Foto: Reprodução

Prefeitura de Taubaté nega atraso em repasses ao HMUT, mas Chavantes aponta retenção judicial e impacto na folha

A paralisação de funcionários do Hospital Municipal Universitário de Taubaté, o HMUT, na manhã desta quarta-feira, 8 de julho, expôs uma nova disputa entre a Prefeitura de Taubaté e o Grupo Chavantes, organização social responsável pela gestão da unidade. Enquanto a administração municipal nega pendências financeiras no repasse previsto para julho, a entidade afirma que a retenção de recursos por decisão judicial comprometeu o pagamento de profissionais e afetou o fluxo de custeio do hospital.

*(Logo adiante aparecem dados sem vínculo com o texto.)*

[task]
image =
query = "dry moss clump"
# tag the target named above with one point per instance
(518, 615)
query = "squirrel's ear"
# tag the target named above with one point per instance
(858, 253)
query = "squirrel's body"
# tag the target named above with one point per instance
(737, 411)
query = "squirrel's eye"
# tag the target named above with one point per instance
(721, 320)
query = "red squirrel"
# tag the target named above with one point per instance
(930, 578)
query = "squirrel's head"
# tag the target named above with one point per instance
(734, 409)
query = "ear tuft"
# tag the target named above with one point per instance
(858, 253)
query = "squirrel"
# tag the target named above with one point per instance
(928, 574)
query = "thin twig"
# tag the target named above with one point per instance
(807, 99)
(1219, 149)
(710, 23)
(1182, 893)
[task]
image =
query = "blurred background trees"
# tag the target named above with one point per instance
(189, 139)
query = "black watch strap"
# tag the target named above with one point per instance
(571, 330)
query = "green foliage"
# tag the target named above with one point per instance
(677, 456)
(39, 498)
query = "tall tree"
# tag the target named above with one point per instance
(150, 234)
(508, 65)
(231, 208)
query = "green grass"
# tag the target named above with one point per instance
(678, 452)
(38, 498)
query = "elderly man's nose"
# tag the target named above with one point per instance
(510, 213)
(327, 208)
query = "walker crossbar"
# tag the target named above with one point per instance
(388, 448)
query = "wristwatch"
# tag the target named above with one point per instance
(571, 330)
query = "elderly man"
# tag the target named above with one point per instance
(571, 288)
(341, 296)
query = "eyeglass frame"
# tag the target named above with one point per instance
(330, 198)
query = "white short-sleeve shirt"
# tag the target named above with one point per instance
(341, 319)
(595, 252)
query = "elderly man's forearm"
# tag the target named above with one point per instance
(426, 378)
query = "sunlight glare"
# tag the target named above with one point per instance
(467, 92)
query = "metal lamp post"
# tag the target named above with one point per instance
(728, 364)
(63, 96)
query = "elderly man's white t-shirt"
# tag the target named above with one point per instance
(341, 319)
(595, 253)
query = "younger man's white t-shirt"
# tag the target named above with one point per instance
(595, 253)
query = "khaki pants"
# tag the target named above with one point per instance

Segundo o Grupo Chavantes, a insegurança financeira provocada pela retenção de valores do contrato de gestão levou ao atraso no pagamento de funcionários. A organização afirma que os recursos destinados ao HMUT são usados para cobrir despesas essenciais da unidade, entre elas folha salarial, encargos trabalhistas, fornecedores, medicamentos e insumos hospitalares.

A Prefeitura informou que não existe atraso no repasse mensal previsto para a gestão do hospital. De acordo com a administração, o município recebeu, na segunda-feira, 6 de julho, uma decisão do Tribunal de Justiça de São Paulo determinando que parte dos valores a serem repassados à Organização Social Santa Casa de Misericórdia de Chavantes fosse depositada diretamente em uma conta judicial vinculada a um processo movido pela Integral Nutri, empresa prestadora de serviços de alimentação hospitalar, contra a entidade.

A decisão judicial, segundo a Prefeitura, determinou o depósito de R$ 4.792.045,20 em conta judicial, como forma de assegurar o pagamento de valores que seriam devidos pela Chavantes à Integral Nutri. O município afirma que cumpriu a ordem e que o restante dos valores previstos para este mês foi transferido diretamente à organização social.

O Grupo Chavantes, porém, contesta a interpretação da Prefeitura. Em nota, a entidade afirma que o repasse mensal destinado à gestão do HMUT supera R$ 9 milhões e que a folha de pagamento dos profissionais representa cerca de R$ 3 milhões. Segundo a organização, até o momento, apenas R$ 1 milhão teria sido depositado diretamente em sua conta.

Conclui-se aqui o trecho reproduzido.